There are those who maintain that a hero is nothing without a memorable villain to oppose him. That’s largely true; what would James Bond be without Blofeld, Holmes without Moriarty or Luke Skywalker without Darth Vader? We usually see things from the hero’s point of view but rarely do we get a glimpse into the world of the super villain.

Following the events of Batman v. Superman: Dawn of Justice, the American government is extremely nervous. What would happen, posits Amanda Waller (Davis) who works for a shadowy intelligence agency, if Superman had instead of saving the world decided to destroy it? Who would stop him? Waller has an idea, one that is magnificent in its simplicity and alarming at its utter amorality.

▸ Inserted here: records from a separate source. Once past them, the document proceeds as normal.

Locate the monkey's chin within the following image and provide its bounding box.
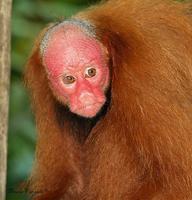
[72,103,103,118]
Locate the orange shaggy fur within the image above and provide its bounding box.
[26,0,192,200]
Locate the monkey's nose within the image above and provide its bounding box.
[79,92,95,106]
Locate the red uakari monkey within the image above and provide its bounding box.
[25,0,192,200]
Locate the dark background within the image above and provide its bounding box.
[7,0,96,200]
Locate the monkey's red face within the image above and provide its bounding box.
[43,25,109,118]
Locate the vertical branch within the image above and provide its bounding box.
[0,0,11,200]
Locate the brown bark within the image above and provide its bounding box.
[0,0,11,200]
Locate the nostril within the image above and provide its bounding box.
[79,92,95,105]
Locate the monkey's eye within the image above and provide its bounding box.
[85,67,97,78]
[63,75,75,84]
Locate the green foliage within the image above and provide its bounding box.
[7,0,95,200]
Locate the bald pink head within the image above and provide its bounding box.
[42,20,109,117]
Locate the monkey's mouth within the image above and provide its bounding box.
[71,102,105,118]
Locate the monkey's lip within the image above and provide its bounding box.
[73,102,104,118]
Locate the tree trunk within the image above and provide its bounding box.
[0,0,11,200]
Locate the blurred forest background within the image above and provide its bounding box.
[7,0,96,200]
[7,0,188,200]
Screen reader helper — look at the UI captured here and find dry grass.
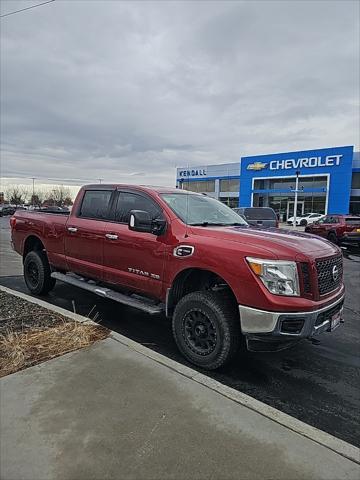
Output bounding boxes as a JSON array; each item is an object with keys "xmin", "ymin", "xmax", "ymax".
[{"xmin": 0, "ymin": 321, "xmax": 109, "ymax": 377}]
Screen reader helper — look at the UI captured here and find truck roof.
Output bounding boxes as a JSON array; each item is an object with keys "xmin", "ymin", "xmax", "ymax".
[{"xmin": 82, "ymin": 183, "xmax": 197, "ymax": 195}]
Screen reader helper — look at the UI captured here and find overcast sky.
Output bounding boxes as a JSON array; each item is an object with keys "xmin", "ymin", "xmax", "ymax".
[{"xmin": 1, "ymin": 0, "xmax": 360, "ymax": 192}]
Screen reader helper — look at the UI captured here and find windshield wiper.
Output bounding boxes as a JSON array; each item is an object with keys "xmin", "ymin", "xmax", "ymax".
[{"xmin": 189, "ymin": 222, "xmax": 246, "ymax": 227}]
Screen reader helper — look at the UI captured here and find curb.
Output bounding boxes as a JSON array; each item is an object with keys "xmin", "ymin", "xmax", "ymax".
[{"xmin": 0, "ymin": 285, "xmax": 360, "ymax": 464}]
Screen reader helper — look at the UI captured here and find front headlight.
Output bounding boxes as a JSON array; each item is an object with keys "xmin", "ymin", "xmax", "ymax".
[{"xmin": 246, "ymin": 257, "xmax": 300, "ymax": 296}]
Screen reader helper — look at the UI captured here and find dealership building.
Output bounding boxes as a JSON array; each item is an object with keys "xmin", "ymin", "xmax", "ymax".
[{"xmin": 176, "ymin": 146, "xmax": 360, "ymax": 220}]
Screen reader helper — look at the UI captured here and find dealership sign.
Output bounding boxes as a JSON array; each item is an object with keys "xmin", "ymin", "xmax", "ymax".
[
  {"xmin": 246, "ymin": 155, "xmax": 342, "ymax": 171},
  {"xmin": 178, "ymin": 168, "xmax": 206, "ymax": 178}
]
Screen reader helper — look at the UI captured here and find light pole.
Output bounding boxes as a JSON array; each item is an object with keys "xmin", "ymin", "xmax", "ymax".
[
  {"xmin": 293, "ymin": 170, "xmax": 301, "ymax": 228},
  {"xmin": 31, "ymin": 177, "xmax": 36, "ymax": 206}
]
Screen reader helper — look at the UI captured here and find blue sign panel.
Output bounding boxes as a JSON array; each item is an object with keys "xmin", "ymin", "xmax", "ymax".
[{"xmin": 239, "ymin": 146, "xmax": 353, "ymax": 213}]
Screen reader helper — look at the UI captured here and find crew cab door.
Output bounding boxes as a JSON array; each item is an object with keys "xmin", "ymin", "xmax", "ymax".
[
  {"xmin": 64, "ymin": 187, "xmax": 115, "ymax": 280},
  {"xmin": 104, "ymin": 190, "xmax": 166, "ymax": 297}
]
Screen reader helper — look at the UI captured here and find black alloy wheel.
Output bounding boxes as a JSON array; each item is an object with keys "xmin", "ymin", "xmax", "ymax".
[
  {"xmin": 182, "ymin": 309, "xmax": 217, "ymax": 355},
  {"xmin": 172, "ymin": 290, "xmax": 241, "ymax": 370},
  {"xmin": 24, "ymin": 250, "xmax": 56, "ymax": 295}
]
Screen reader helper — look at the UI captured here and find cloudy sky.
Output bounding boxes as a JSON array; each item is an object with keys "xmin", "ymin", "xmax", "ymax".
[{"xmin": 1, "ymin": 0, "xmax": 360, "ymax": 193}]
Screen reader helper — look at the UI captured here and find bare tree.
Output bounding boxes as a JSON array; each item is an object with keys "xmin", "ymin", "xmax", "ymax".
[
  {"xmin": 47, "ymin": 185, "xmax": 72, "ymax": 207},
  {"xmin": 6, "ymin": 185, "xmax": 29, "ymax": 205},
  {"xmin": 30, "ymin": 190, "xmax": 45, "ymax": 207}
]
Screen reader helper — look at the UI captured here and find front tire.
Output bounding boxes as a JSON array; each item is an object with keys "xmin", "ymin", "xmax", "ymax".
[
  {"xmin": 24, "ymin": 251, "xmax": 56, "ymax": 295},
  {"xmin": 172, "ymin": 291, "xmax": 241, "ymax": 370}
]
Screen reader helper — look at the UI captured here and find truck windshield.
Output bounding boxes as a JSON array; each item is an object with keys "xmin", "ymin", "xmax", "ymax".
[{"xmin": 161, "ymin": 193, "xmax": 248, "ymax": 227}]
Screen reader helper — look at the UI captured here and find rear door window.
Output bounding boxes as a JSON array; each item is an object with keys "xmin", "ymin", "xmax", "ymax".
[
  {"xmin": 345, "ymin": 217, "xmax": 360, "ymax": 225},
  {"xmin": 115, "ymin": 192, "xmax": 161, "ymax": 223},
  {"xmin": 79, "ymin": 190, "xmax": 113, "ymax": 220}
]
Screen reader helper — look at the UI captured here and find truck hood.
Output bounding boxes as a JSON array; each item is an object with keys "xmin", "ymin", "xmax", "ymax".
[{"xmin": 192, "ymin": 226, "xmax": 339, "ymax": 261}]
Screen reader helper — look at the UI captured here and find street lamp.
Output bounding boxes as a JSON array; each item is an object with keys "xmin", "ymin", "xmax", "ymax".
[
  {"xmin": 291, "ymin": 170, "xmax": 303, "ymax": 228},
  {"xmin": 31, "ymin": 177, "xmax": 36, "ymax": 206}
]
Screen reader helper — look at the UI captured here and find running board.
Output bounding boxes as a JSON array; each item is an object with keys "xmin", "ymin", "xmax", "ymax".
[{"xmin": 51, "ymin": 272, "xmax": 165, "ymax": 315}]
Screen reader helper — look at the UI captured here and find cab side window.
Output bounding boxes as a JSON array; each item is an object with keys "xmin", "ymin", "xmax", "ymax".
[
  {"xmin": 115, "ymin": 192, "xmax": 161, "ymax": 223},
  {"xmin": 79, "ymin": 190, "xmax": 113, "ymax": 220}
]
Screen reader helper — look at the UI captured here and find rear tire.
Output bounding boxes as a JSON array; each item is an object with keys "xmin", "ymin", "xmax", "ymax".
[
  {"xmin": 24, "ymin": 251, "xmax": 56, "ymax": 295},
  {"xmin": 172, "ymin": 291, "xmax": 241, "ymax": 370},
  {"xmin": 328, "ymin": 232, "xmax": 338, "ymax": 245}
]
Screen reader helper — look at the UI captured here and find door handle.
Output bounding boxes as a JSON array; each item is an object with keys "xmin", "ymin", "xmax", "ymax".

She “recruits” (i.e. forces) several super villains locked up in the Belle Reve black ops prison in the swamps of Louisiana to form up a team to take on certain situations which are essentially hopeless. Situations in which the superheroes that are out in public (which are essentially Batman (Affleck) and the Flash (Miller) at this point) shouldn’t be risked as they aren’t exactly expendable. These guys are exactly that. Waller knows that and at the same time, she knows they have nothing to lose by running. She has a solution that recalls The Running Man to a certain extent but absolutely doesn’t say anything particularly nice about the woman.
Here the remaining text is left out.